My main question regarding this is that why does all the breaking of intermolecular bonds occur at a single temperature? Is there a theoretical reason for this, or is this just an experimental fact?
For example, consider a system which starts its phase transition at a temperature $T_0$, finishes at $T_1$, and is $\frac{T-T_0}{T_1-T_0}\%$ complete at a temperature $T_0<T<T_1$. Why is this not possible? 
 A: It doesn't have to, it only happens when the process is performed in a slow, reversible manner. That is because usually there's only one specific temperature at which different phases may coexist.

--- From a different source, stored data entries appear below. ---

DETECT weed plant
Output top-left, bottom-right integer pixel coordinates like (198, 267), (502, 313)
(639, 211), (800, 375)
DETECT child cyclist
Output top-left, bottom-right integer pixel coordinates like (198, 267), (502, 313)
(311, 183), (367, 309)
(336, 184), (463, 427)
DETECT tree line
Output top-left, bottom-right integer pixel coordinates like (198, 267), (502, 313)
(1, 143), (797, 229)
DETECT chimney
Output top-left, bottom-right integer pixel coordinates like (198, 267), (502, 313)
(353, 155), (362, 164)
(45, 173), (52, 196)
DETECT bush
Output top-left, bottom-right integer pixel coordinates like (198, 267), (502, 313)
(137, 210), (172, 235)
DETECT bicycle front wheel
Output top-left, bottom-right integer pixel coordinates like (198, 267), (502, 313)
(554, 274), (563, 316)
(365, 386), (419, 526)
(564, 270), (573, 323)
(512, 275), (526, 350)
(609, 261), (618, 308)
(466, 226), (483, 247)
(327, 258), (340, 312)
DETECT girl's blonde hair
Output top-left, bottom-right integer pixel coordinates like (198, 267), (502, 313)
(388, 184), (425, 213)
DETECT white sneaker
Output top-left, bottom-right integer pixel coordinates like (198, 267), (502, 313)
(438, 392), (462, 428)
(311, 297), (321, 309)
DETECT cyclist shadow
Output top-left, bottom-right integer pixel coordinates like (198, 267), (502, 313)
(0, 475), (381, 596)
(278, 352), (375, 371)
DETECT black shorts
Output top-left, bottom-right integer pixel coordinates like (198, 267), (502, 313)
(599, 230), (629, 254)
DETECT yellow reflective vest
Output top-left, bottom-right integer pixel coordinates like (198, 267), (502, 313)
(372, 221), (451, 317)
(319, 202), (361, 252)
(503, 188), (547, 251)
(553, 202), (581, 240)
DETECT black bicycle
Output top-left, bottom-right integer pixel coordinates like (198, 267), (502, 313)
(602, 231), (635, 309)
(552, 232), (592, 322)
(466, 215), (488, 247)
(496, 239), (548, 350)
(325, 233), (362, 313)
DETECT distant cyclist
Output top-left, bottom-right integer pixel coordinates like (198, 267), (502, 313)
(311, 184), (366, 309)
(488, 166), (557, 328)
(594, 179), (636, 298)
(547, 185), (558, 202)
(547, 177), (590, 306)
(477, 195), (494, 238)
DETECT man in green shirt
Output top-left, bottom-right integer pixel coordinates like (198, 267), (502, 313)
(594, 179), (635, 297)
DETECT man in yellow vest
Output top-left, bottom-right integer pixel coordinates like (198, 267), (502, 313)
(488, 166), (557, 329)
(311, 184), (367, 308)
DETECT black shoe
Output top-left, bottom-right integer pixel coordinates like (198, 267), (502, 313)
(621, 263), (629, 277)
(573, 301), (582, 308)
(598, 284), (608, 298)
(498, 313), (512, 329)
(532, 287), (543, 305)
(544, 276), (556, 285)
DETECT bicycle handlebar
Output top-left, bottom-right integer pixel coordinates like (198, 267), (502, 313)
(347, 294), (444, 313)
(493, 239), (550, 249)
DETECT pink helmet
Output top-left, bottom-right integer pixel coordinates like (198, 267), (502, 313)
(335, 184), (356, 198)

Let's for example have a mixture of ice and liquid water. Liquid water is unstable in temperature lower than $0^\circ C$ and while it may be overcooled, at the slightest stimuli it freezes, turning into ice. Freezing process releases energy. This released energy heats the created ice and remaining water, raising their themperature to $0^\circ C$. Similarily, ice is unstable at temperature greater than $^\circ C$, and if we try to heat it above $0^\circ C$, it will melt, changing its structure to liquid water. Melting process absorbs the heat energy, lowering the temperature of both the created water and the remainign ice to $0^\circ C$. 
If we dperform the heating/cooling slowly, then this happens continuously, and the temperature remains constant $0^\circ C$ until all of the water melts/freezes. However, as I've shown in examples above, if the prces is rapid and sudden, the temperature may change - when overcooled water freezes, its temperature grows.